A Remembrance of Things Passed Out The Window

I’m under a lot of pressure.  For the past few years, my father has busied himself by compiling his memoirs.  It’s an epic exercise that makes Marcel Proust look like a lightweight.  The first volume concluded just before I was born – a period which my father has described as the ‘happiest years’ of his life.  As the designated bookend to a period of sheer, magnificent bliss, it’s hard not to take that description personally.  It makes me feel like I’m the comet that drove the dinosaurs to extinction.  But that was just volume number one.  There’s been so much more since.

Since the first volume, my father has produced further, more specialised instalments of his life story.  These might loosely be divided into ‘work’, ‘travel’, ‘travel through the former Soviet Union’, ‘travel down to the shops for milk and bread’ and, finally, (and I sense with some degree of reluctance if not outright trepidation) ‘family’.  It’s not that the earlier volumes didn’t feature his family; it’s that most of those mentioned had long-since departed, meaning that the laws of defamation don’t apply.  Which, given the manner in which my father writes, is a good thing.

But the further down the rabbit hole he ventures, the more he is willing to experiment.  Perhaps in a futile bid to avoid controversy, he has requested contributions to the latest volume from each of his five children.  The lobbying has been intense.

 Try as I might, I cannot convince my father that there is a difference between being retired and being in full time work.  So far as he’s concerned, my failure to prepare an account of my life is a result of pure intransigence.  In the interests of time, I asked whether a drawing would suffice, but this was rejected outright and it was noted with some degree of passion that my earlier artistic efforts defied interpretation, which is why they had all been disposed of in the compactor.  I was aware that my father had thrown out the drawings of my youth and, to this day, the groaning sound of the compactor as it crushes household waste, haunts me in my dreams.

It wasn’t just me that had failed to deliver.  My siblings had (wisely) kept their thoughts to themselves.  Until now.  In the most recent round of interrogation, my father pointed out that both my sisters had handed in their contributions.  I immediately felt on the back foot.  To make things worse, he suggested that they had provided definitive accounts of some of the most significant, character-shaping events of our collective childhood, including the brown lolly debacle of 1985.

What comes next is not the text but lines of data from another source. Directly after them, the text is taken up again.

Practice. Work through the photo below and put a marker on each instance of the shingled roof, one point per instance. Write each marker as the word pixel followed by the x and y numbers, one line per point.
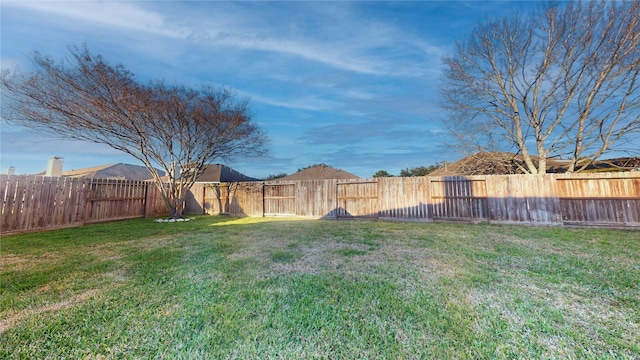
pixel 499 163
pixel 222 173
pixel 118 171
pixel 320 172
pixel 489 163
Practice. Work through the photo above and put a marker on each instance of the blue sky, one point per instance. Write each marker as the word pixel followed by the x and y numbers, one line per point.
pixel 349 84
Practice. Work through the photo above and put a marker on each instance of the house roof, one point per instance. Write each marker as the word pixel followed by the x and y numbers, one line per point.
pixel 320 172
pixel 118 171
pixel 489 163
pixel 222 173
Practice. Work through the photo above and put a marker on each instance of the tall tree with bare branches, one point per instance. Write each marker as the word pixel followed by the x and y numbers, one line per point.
pixel 562 81
pixel 175 128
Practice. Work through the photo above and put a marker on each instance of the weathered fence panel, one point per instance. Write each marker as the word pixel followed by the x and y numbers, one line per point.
pixel 459 198
pixel 37 203
pixel 279 199
pixel 609 199
pixel 316 198
pixel 523 199
pixel 404 198
pixel 582 199
pixel 357 199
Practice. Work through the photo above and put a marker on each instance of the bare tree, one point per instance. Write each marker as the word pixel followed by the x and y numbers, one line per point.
pixel 561 81
pixel 173 127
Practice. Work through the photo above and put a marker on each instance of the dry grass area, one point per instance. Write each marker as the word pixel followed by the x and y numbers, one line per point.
pixel 221 287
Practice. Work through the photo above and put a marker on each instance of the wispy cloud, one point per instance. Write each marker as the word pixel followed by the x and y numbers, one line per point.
pixel 113 14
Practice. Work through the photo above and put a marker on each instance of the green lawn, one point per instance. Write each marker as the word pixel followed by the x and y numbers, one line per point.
pixel 220 287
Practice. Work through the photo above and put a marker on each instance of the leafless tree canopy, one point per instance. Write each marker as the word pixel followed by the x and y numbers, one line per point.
pixel 561 81
pixel 172 127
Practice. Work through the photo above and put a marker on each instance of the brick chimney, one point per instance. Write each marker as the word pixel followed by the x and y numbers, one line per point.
pixel 54 168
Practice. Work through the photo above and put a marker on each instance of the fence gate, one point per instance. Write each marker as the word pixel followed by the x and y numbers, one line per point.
pixel 357 199
pixel 216 199
pixel 279 199
pixel 458 197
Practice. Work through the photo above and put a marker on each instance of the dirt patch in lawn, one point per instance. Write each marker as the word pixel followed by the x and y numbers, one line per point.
pixel 14 319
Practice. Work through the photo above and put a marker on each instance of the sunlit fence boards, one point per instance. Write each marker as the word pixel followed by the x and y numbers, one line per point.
pixel 610 199
pixel 38 203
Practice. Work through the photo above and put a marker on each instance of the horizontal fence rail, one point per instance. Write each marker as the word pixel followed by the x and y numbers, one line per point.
pixel 32 203
pixel 609 199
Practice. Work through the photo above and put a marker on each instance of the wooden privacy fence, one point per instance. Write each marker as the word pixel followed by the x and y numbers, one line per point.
pixel 609 199
pixel 40 203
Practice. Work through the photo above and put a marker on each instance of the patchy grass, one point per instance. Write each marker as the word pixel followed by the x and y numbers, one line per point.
pixel 220 287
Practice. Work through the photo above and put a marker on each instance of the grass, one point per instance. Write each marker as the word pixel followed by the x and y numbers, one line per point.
pixel 220 287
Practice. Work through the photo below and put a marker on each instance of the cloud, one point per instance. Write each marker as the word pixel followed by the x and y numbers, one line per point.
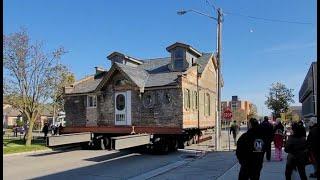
pixel 288 47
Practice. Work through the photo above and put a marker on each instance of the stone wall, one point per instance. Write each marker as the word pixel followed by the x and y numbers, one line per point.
pixel 207 85
pixel 165 110
pixel 75 108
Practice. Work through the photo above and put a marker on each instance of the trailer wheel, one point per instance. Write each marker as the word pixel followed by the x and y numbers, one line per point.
pixel 181 144
pixel 102 145
pixel 84 145
pixel 173 145
pixel 107 142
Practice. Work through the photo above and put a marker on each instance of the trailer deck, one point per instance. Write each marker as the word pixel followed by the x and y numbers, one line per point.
pixel 123 129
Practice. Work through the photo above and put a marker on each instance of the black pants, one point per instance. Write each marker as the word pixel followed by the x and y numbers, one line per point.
pixel 268 150
pixel 301 169
pixel 250 172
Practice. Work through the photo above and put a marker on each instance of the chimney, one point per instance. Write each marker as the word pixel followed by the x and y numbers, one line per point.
pixel 99 70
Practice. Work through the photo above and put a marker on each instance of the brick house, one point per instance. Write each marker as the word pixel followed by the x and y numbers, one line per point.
pixel 160 92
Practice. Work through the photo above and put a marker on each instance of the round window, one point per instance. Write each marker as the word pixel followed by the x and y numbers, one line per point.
pixel 167 98
pixel 120 102
pixel 147 100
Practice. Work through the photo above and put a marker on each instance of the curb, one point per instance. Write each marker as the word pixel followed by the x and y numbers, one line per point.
pixel 26 153
pixel 41 151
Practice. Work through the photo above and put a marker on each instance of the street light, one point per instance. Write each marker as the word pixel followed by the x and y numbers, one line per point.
pixel 182 12
pixel 219 27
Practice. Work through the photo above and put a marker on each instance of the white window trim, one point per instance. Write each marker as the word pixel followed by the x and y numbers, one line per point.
pixel 94 98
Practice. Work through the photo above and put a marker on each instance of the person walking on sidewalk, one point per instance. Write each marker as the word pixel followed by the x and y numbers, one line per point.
pixel 296 147
pixel 314 147
pixel 45 130
pixel 250 151
pixel 267 129
pixel 234 130
pixel 278 139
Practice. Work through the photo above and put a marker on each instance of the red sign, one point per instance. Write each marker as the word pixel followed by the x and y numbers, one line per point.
pixel 227 114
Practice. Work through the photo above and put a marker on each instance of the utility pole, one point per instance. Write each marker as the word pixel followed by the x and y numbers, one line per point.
pixel 218 121
pixel 198 102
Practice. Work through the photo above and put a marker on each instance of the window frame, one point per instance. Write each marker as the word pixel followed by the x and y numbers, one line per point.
pixel 94 101
pixel 178 59
pixel 207 104
pixel 187 102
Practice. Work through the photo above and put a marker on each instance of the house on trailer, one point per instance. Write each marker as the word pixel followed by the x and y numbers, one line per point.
pixel 178 92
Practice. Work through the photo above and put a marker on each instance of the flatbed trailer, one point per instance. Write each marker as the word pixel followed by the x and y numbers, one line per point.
pixel 161 139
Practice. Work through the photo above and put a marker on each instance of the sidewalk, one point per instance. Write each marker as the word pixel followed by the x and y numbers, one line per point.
pixel 271 170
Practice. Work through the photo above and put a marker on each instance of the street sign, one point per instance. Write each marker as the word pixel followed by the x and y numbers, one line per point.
pixel 227 114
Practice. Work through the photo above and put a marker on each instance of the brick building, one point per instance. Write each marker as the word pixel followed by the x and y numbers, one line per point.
pixel 161 92
pixel 240 108
pixel 308 94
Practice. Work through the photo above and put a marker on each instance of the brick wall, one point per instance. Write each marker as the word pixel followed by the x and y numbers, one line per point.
pixel 75 108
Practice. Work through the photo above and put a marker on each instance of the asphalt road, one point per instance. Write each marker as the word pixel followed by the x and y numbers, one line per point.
pixel 89 164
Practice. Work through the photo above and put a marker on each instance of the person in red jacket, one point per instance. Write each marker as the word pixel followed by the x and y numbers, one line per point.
pixel 278 139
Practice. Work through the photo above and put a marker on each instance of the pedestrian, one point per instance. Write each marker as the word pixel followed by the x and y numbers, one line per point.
pixel 234 130
pixel 267 129
pixel 278 139
pixel 25 129
pixel 314 149
pixel 297 158
pixel 45 130
pixel 250 151
pixel 55 130
pixel 302 129
pixel 52 129
pixel 15 130
pixel 60 129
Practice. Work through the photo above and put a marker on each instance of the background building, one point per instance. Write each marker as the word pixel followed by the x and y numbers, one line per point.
pixel 241 109
pixel 308 94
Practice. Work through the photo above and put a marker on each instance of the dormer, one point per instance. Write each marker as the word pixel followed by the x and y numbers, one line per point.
pixel 183 56
pixel 123 59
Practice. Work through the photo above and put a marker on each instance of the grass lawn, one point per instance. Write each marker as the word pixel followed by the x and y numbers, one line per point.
pixel 16 146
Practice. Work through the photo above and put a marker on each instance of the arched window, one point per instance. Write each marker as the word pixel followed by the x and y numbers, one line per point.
pixel 178 56
pixel 207 104
pixel 187 99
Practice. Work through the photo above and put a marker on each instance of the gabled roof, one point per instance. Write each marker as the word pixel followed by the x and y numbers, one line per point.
pixel 188 47
pixel 150 73
pixel 114 54
pixel 85 85
pixel 136 74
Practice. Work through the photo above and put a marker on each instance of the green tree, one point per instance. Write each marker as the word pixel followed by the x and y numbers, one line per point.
pixel 252 111
pixel 29 74
pixel 63 77
pixel 279 99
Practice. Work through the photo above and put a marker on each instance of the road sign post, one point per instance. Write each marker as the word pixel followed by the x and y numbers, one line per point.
pixel 227 114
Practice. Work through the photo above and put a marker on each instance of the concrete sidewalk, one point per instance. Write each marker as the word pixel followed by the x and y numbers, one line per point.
pixel 271 170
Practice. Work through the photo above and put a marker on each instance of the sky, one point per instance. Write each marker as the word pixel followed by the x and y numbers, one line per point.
pixel 255 52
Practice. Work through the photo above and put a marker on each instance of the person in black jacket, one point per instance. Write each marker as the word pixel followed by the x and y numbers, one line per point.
pixel 267 129
pixel 296 147
pixel 250 151
pixel 45 130
pixel 314 147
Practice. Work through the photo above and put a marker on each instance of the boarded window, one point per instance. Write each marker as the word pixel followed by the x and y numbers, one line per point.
pixel 207 104
pixel 194 100
pixel 91 101
pixel 178 57
pixel 187 99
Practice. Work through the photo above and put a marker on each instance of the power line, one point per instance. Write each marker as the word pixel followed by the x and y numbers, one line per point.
pixel 212 5
pixel 268 19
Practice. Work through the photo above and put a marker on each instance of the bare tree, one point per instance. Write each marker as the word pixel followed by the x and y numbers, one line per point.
pixel 252 111
pixel 279 99
pixel 29 75
pixel 63 78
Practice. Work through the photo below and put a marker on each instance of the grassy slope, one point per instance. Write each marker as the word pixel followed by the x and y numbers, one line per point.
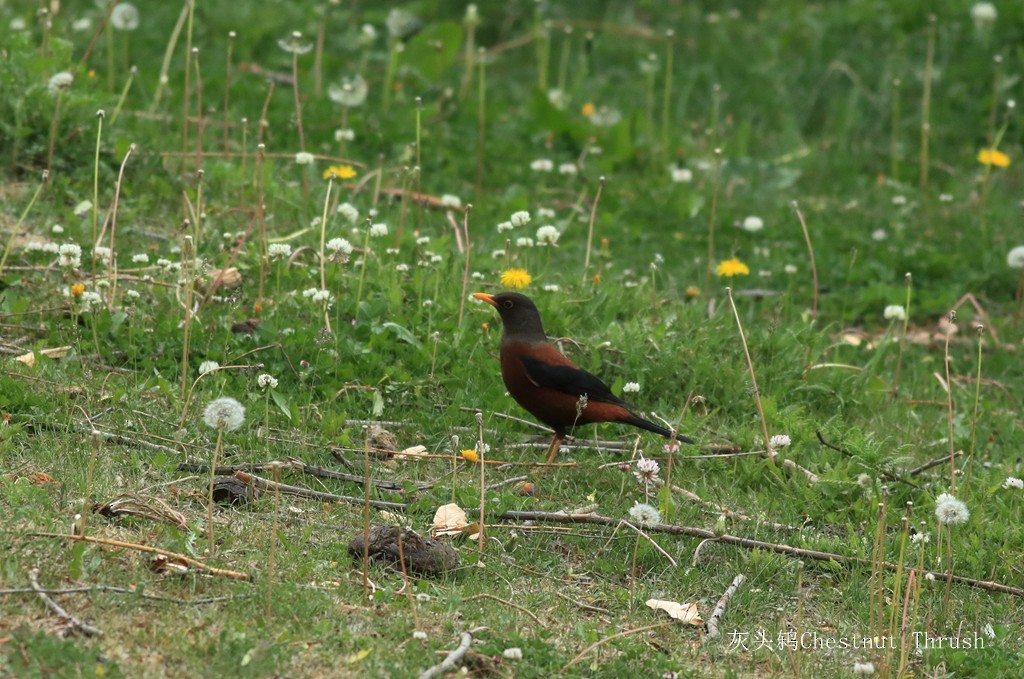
pixel 804 113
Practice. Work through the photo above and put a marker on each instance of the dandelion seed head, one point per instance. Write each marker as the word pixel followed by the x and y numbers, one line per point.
pixel 224 413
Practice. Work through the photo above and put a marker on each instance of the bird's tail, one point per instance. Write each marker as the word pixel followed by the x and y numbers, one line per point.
pixel 657 429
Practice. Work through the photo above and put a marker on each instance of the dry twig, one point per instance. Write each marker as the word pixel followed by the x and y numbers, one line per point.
pixel 716 616
pixel 449 663
pixel 87 630
pixel 233 575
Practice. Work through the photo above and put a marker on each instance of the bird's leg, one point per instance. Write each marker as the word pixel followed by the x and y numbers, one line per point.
pixel 556 443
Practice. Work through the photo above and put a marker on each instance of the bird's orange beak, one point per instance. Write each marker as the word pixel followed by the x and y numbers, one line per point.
pixel 484 297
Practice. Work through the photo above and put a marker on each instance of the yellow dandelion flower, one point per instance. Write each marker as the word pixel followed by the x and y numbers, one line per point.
pixel 731 267
pixel 340 172
pixel 993 157
pixel 516 278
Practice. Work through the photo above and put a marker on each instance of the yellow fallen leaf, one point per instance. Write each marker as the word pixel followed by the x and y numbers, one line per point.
pixel 450 520
pixel 53 352
pixel 686 612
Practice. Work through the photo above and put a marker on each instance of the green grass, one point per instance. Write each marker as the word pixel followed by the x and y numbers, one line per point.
pixel 800 100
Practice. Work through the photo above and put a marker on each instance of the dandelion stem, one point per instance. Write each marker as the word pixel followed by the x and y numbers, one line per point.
pixel 590 227
pixel 974 417
pixel 810 254
pixel 754 379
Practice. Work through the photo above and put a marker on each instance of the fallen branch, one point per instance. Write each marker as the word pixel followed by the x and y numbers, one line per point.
pixel 87 630
pixel 711 627
pixel 507 603
pixel 934 463
pixel 747 543
pixel 91 589
pixel 613 636
pixel 267 484
pixel 454 656
pixel 233 575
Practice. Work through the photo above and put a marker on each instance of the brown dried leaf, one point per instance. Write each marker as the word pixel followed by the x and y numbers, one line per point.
pixel 686 612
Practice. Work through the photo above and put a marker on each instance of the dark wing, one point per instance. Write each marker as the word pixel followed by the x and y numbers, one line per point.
pixel 569 379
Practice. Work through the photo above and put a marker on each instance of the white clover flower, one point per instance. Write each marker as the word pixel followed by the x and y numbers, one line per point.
pixel 647 470
pixel 1015 258
pixel 71 255
pixel 59 82
pixel 88 299
pixel 645 514
pixel 208 367
pixel 340 247
pixel 753 224
pixel 520 218
pixel 350 93
pixel 125 16
pixel 368 35
pixel 894 312
pixel 983 14
pixel 279 251
pixel 548 235
pixel 348 211
pixel 950 510
pixel 294 44
pixel 680 175
pixel 225 414
pixel 605 117
pixel 558 98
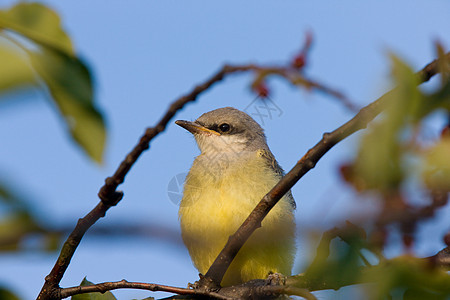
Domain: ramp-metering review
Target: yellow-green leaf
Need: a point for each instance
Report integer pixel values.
(6, 294)
(38, 23)
(15, 71)
(69, 82)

My parents were masochists.  In fact, I suspect that’s true of all parents, at least to some degree.  As for mine, they chose to wallow in the unique form of self-flagellation that is travelling with a large number of people in a confined space.  They would describe these catastrophes as ‘family holidays’.  They are better described, I feel, as manifestations of complete insanity.

There are very few rules in life that are sacrosanct.  Don’t stick cutlery in an electrical socket.  Never stage an invasion of Russia during winter.  And never, ever, take a family of seven away in a caravan.  No good can come of it.  Ever.

It was supposed to be the trip of a lifetime.  Which probably refers to how long it felt it was taking as opposed to its overall significance.  All seven of us were travelling around the US and Canada in a mobile home.  This was not a trip that measured success in terms of how long we spent in any one place but, rather, how much distance we could travel in the limited time available to us.  Which means that rather than spending several weeks in America, it would be more accurate to say that we spent time driving over the top of America in a box with wheels.

According to my father, he bought us a bag of lollies everyday as an act of charitable beneficence.  He most likely reasoned that if our mouths were fused together with sugar, we’d be incapable of asking ‘are we there yet?’ more than four thousand times a day.  It was a plan that came unstuck with ‘the brown lollies’.  I’m not sure what it was – a mistake that saw sugar swapped out for used motor oil or some kind of curse, but the brown lollies tasted wrong.  Given that they were plainly defective, we asked that these be replaced.  My father refused, saying that there would be no more confectionary of any kind until all the brown lollies had been consumed. 

As the eldest sibling, I took the hit.  I munched, chewed and chowed-down on as many of those putrid brown abominations as I could without lapsing into a coma.  When it became apparent that this would take weeks, I then resorted to throwing them out the window whenever my father wasn’t looking.  It was like dropping breadcrumbs.

In my own mind, I was the hero; the one who selflessly sacrificed himself so that his brothers and sisters could have access to better quality confectionary sooner.  But, with the benefit of a lot of time, my father now remembers things differently – according to him, it was me that chose the brown lollies to begin with.  Suddenly, the request for my life story seems less about building a family history as it does the collection of evidence.  Memory is, it seems, an elastic thing.  But being told that the great brown lolly debacle is all my fault has left a bitter taste in my mouth, much like the brown lollies themselves.